The team of astronomers who discovered the object has nicknamed it Tayna, a word that means ‘first born’ in Aymara language, spoken in some regions of South America.
Astronomers have detected 22 other very old and very distant galaxies using Hubble and Spitzer before but this is smaller, fainter, older and more far away than anything ever seen before. Scientists believe that objects like this could provide new information about the formation and the evolution of the first galaxies.
The size of Tayna is about the same as the LMC – Large Magellanic Cloud, a very small satellite galaxy of the Milky Way. Yet, it is producing new stars at a record speed, about ten fast faster than LMC does. This makes scientists believe that Tayna galaxy is expanding and one day could become a full-size galaxy.
Hubble detected a massive cluster of galaxies as part of the Frontier Fields program. The cluster, MACS0416.1-2403, is located at the great distance of 4 billion light-years from Earth. It is so gigantic that it weighs more than a million billion suns.
This cluster acts like a natural ‘magnifying glass’, being able to magnify the light of objects behind it, even at great distance. To put it simple, it acts like a 20X zoom lens, increasing the visibility of light objects behind it by almost 20 times.

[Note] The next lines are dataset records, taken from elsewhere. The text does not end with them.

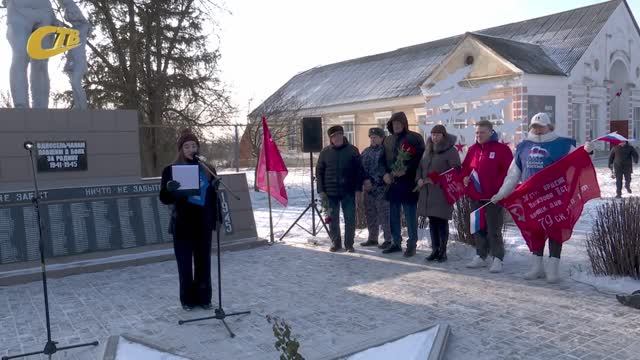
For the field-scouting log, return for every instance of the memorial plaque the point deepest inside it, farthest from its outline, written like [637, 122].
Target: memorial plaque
[149, 222]
[126, 227]
[227, 223]
[80, 214]
[61, 156]
[57, 231]
[8, 250]
[89, 219]
[103, 226]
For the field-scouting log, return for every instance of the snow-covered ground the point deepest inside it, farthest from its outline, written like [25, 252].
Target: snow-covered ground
[574, 253]
[128, 350]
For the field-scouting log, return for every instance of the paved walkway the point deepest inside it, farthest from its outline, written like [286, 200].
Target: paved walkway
[334, 303]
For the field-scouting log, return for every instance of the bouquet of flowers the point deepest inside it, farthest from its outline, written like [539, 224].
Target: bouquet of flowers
[405, 153]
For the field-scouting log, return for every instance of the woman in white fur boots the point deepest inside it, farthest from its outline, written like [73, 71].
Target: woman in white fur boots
[541, 148]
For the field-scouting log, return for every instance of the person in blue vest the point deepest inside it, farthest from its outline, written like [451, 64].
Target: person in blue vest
[541, 148]
[193, 219]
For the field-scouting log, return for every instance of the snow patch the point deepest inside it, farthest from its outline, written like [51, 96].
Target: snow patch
[413, 347]
[128, 350]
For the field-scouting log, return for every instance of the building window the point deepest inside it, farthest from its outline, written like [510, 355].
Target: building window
[594, 121]
[348, 123]
[576, 121]
[381, 118]
[636, 122]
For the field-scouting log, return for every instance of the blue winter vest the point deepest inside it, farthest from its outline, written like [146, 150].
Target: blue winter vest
[531, 157]
[204, 185]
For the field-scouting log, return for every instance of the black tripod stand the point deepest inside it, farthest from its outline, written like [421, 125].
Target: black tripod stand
[50, 347]
[219, 312]
[313, 207]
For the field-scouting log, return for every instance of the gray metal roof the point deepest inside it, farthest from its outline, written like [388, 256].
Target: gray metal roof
[558, 40]
[530, 58]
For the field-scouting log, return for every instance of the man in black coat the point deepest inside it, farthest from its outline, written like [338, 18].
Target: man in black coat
[620, 163]
[339, 177]
[402, 181]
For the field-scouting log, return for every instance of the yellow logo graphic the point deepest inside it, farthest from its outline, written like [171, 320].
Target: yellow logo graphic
[66, 39]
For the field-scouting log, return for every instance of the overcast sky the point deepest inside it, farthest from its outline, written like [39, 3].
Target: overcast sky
[266, 42]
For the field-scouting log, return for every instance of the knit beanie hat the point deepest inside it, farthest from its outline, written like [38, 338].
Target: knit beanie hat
[376, 131]
[187, 135]
[439, 129]
[334, 130]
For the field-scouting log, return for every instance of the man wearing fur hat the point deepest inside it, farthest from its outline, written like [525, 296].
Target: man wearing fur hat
[376, 206]
[540, 149]
[402, 181]
[339, 177]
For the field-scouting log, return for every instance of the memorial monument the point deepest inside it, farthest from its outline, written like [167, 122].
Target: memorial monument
[95, 203]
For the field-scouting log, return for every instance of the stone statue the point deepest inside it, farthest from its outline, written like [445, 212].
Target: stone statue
[23, 17]
[76, 65]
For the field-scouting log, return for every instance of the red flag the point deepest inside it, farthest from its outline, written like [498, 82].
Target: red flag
[270, 162]
[451, 184]
[549, 203]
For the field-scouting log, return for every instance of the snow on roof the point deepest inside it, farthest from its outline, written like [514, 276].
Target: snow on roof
[553, 44]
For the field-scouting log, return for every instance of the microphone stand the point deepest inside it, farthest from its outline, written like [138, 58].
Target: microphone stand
[50, 347]
[219, 312]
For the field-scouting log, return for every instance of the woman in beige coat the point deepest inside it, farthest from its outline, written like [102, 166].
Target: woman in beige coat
[440, 155]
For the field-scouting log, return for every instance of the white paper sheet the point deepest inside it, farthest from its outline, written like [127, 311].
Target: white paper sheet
[187, 175]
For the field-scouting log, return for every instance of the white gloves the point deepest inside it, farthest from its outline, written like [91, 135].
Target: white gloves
[588, 146]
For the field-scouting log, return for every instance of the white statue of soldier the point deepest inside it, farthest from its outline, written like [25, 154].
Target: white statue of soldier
[76, 65]
[24, 17]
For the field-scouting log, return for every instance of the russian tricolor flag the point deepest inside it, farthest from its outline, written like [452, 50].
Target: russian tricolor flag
[613, 138]
[478, 221]
[475, 179]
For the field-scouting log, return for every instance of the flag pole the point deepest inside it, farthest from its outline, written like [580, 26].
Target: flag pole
[266, 160]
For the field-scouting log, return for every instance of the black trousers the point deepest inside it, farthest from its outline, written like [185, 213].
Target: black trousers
[193, 255]
[620, 173]
[439, 231]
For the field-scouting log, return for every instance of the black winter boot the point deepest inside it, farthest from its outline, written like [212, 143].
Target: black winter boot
[435, 253]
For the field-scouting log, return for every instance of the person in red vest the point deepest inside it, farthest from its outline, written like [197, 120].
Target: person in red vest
[484, 169]
[541, 148]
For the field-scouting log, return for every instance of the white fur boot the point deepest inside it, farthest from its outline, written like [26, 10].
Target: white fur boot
[552, 270]
[537, 269]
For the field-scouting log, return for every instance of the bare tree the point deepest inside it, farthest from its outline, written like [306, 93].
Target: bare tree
[155, 57]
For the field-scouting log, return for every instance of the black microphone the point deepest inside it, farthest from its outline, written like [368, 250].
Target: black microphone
[199, 157]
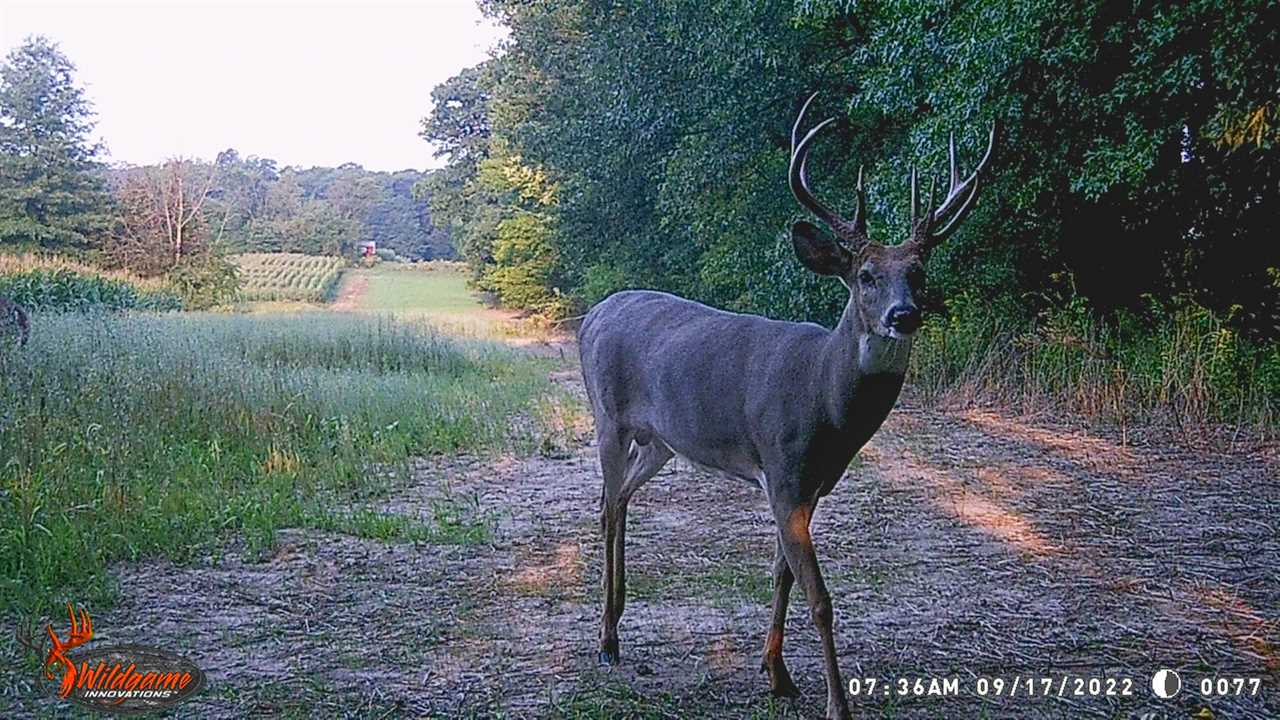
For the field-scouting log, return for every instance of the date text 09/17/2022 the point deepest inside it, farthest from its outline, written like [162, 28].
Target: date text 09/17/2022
[1045, 686]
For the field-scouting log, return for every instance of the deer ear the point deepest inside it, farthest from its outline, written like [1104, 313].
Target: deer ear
[819, 253]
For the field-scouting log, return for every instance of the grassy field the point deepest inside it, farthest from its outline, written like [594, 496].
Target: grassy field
[433, 292]
[288, 276]
[135, 436]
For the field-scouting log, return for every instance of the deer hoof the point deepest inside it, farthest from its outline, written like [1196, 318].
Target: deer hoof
[780, 680]
[609, 654]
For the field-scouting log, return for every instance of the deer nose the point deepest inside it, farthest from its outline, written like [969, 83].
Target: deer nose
[904, 318]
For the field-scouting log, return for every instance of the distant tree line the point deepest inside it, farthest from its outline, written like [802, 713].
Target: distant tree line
[645, 144]
[181, 217]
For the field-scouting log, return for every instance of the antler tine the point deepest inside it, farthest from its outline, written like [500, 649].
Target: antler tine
[960, 192]
[951, 156]
[860, 209]
[798, 178]
[960, 195]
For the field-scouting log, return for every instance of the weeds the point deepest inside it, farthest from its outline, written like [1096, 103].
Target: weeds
[1182, 367]
[129, 436]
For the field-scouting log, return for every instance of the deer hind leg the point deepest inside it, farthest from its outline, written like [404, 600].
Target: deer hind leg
[626, 465]
[780, 680]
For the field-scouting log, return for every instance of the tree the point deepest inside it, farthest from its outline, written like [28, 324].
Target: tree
[1141, 156]
[50, 195]
[163, 219]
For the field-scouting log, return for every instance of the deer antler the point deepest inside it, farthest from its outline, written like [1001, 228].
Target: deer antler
[853, 232]
[959, 199]
[80, 634]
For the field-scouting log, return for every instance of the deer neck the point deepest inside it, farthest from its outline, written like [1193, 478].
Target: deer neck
[862, 369]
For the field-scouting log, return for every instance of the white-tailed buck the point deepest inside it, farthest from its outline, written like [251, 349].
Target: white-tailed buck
[13, 322]
[781, 405]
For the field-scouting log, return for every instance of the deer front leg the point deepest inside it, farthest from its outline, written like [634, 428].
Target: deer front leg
[780, 680]
[798, 547]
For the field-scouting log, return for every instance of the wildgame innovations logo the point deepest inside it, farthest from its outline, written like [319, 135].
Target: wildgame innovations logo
[128, 679]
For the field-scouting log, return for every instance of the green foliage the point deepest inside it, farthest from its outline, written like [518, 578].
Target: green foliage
[62, 290]
[666, 128]
[136, 436]
[50, 196]
[206, 281]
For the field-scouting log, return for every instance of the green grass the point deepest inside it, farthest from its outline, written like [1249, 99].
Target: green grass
[438, 294]
[135, 436]
[405, 290]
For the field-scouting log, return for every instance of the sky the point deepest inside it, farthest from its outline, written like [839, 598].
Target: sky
[304, 82]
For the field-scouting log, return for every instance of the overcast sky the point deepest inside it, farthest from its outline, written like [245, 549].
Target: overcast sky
[306, 83]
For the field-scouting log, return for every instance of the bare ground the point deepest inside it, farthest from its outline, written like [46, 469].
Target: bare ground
[964, 543]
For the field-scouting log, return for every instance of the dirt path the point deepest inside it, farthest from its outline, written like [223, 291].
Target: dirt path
[350, 292]
[963, 545]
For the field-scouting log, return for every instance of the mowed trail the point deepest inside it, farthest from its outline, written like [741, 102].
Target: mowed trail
[964, 543]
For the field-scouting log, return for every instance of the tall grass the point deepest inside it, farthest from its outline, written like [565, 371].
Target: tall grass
[288, 276]
[128, 436]
[1180, 367]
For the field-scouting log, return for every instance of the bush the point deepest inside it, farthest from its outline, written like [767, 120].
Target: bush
[208, 281]
[1175, 363]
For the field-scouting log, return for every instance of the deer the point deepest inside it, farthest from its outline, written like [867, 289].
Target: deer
[14, 320]
[781, 405]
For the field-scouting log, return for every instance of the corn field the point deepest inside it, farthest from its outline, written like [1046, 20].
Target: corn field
[288, 276]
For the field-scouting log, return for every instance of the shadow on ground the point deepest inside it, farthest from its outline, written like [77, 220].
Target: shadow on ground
[964, 545]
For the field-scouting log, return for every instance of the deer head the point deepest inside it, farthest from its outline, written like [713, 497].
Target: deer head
[883, 281]
[81, 633]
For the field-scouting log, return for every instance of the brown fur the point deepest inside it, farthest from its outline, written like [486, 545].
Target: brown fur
[14, 320]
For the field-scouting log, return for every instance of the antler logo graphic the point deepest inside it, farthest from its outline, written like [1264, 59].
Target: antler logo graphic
[80, 634]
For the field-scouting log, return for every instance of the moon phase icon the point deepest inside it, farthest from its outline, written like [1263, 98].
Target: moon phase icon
[1166, 683]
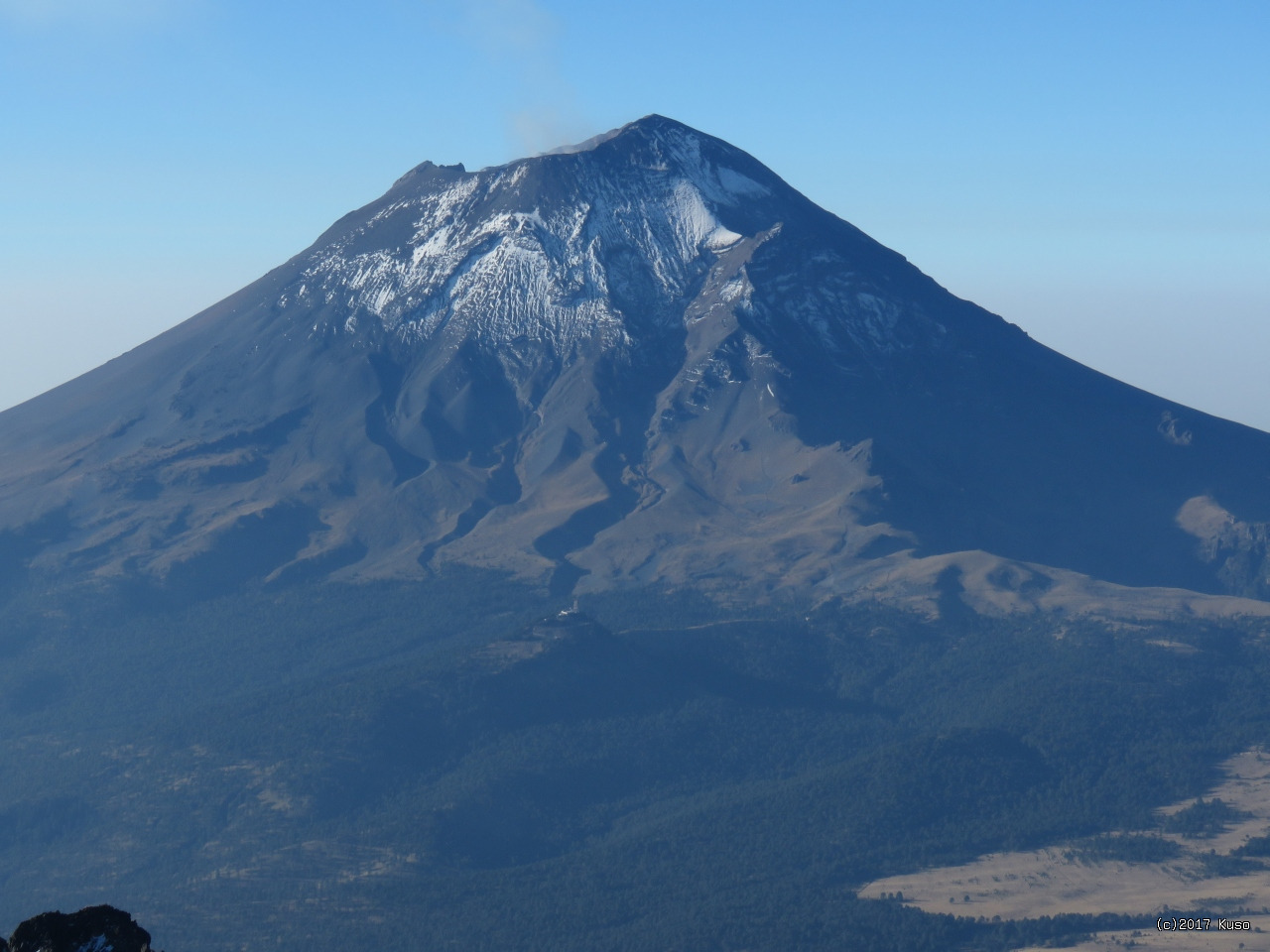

This is a phenomenon that Albert Einstein has explained as a part of the General Theory of Relativity, calling it ‘gravitational lensing’.
To estimate the distance between Earth and Tayna, astronomers built a color profile using data from both Hubble and Spitzer. The light coming from distant galaxies appears to be reddened and stretched because of the Universe’s expansion and of the cool intergalactic hydrogen. Since the new stars are blue-white, the light has to be shifted into infrared wavelengths, which are measured by Hubble and Spitzer.
Scientists claim that the future James Webber Telescope will be able to find more galaxies from the beginning of the Universe, shortly after the big bang and will reveal new data about the way in which everything we know today has come to life.